Accenture / AmpliGraph

Python library for Representation Learning on Knowledge Graphs https://docs.ampligraph.org
Apache License 2.0
2.12k stars 252 forks source link

FocusE-ComplEx: Question on using numeric edge weight attributes - prediction performance (MRR) and embeddings are very similar between models with and without edge weights #268

Open lanhaz opened 1 year ago

lanhaz commented 1 year ago

Description

Ampligraph-Complex-FocusE (Version 1.4.0) - Support for Numeric Literals on Edges

I am comparing 2 different ComplEx Models, one that uses model.fit(X, focusE_numeric_edge_values=X_edge_values) with edge weights and one without edge weights using model.fit(X)
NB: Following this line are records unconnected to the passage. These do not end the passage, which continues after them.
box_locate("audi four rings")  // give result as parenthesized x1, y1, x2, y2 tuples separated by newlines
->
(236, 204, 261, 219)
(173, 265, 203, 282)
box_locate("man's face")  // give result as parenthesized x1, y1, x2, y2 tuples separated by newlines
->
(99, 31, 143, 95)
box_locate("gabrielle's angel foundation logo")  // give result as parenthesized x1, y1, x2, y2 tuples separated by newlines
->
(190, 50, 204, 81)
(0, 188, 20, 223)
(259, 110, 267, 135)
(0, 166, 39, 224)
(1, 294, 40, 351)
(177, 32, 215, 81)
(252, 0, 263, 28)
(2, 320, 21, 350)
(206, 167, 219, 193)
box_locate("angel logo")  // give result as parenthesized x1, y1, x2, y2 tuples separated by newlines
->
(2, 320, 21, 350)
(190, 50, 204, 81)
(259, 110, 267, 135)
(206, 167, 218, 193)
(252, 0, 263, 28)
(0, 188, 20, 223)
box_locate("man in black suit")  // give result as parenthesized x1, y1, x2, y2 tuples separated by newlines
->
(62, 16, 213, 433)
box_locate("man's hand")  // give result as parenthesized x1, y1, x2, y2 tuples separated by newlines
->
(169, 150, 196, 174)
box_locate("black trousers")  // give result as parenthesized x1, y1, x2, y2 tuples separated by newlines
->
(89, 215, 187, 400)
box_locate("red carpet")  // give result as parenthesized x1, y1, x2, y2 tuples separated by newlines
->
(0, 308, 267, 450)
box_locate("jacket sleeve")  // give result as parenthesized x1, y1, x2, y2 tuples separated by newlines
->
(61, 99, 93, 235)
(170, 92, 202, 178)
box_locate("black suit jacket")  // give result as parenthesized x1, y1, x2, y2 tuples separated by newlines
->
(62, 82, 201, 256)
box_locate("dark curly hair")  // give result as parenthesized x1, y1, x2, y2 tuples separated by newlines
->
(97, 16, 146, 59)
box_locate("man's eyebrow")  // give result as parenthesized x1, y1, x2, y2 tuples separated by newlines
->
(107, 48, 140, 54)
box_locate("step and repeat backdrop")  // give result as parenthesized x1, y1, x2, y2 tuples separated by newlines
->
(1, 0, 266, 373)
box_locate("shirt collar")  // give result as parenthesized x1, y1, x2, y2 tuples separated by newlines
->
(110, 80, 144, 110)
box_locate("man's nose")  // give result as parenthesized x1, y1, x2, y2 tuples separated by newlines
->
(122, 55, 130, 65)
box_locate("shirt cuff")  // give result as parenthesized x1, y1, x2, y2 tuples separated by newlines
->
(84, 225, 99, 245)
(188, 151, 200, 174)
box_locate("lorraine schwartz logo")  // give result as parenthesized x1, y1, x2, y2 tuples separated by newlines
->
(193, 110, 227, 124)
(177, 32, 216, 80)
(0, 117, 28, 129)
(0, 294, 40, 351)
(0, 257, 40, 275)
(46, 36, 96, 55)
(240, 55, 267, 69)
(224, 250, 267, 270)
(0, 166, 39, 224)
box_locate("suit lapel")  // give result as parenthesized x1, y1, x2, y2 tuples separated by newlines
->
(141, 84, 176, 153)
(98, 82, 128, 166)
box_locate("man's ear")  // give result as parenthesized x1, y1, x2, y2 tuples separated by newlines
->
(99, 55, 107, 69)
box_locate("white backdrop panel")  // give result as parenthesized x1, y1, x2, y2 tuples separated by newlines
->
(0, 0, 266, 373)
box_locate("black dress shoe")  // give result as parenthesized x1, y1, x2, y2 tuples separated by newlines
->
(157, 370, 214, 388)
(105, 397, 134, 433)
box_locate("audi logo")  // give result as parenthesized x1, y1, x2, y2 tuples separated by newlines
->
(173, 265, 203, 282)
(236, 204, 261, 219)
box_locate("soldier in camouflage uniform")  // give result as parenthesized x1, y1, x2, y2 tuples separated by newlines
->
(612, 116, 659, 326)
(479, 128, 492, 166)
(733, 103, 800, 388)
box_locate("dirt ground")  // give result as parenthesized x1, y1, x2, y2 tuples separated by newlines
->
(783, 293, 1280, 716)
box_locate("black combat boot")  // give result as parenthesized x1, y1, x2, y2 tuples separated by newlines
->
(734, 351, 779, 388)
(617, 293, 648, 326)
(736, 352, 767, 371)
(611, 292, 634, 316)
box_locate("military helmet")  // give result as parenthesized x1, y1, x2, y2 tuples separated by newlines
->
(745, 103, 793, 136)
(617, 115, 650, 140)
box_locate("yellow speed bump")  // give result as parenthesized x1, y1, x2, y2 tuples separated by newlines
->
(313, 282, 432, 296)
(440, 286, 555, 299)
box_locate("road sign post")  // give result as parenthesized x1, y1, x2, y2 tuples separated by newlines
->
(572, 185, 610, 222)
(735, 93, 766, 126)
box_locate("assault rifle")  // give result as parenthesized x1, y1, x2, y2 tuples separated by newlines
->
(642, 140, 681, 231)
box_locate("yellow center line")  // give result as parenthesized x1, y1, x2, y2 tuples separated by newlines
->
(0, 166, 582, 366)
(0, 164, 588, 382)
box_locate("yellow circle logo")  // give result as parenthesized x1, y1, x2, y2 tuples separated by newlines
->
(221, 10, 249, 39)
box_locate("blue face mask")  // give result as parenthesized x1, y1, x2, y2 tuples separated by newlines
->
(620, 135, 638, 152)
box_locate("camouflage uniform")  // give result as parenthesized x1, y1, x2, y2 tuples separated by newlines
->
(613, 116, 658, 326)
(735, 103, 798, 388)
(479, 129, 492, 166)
I'm following the Toy Example provided on AmpliGraph documentation page (see below) https://docs.ampligraph.org/en/1.4.0/generated/ampligraph.latent_features.ComplEx.html#focuse-complex

Actual Behavior

COMPARING Predictions (MRR) & Embeddings between the following two ComplEx models: (1) With Edge-weights AND (2) WithOUT Edge-weights]

Upon comparing models (1) & (2), the following behavior is observed:

  1. Quite Similar Performance (eg. MRR / MR / Hits@N) - BUT most likely due to the dataset size for this example.
  2. Very Similar Embeddings, meaning embedding differences between (1) & (2) exhibiting relative tolerance ~ +/-[0.005]
  3. Most importantly, small embedding differences when using following cases for edge-weights: 3a. all edge weights = 0's (using np.zeros) 3b. all edge weights = 1's (using np.ones) 3c. all edge weights assigned to random weights between [0,1] using np.random.rand

When using complEx+FocusE algorithms to add Edge-weights, I assume performance / embeddings should NOT be approximately the same when comparing these TWO models (1) vs (2).

Expected Behavior

After trying various edge-weights (eg. focusE_numeric_edge_values = {from Toy Example, OR all ones, OR all zeros, OR random numbers between [0,1]}), I was expecting the Embeddings between the models WITH edge-weights to be different from the models WithOUT.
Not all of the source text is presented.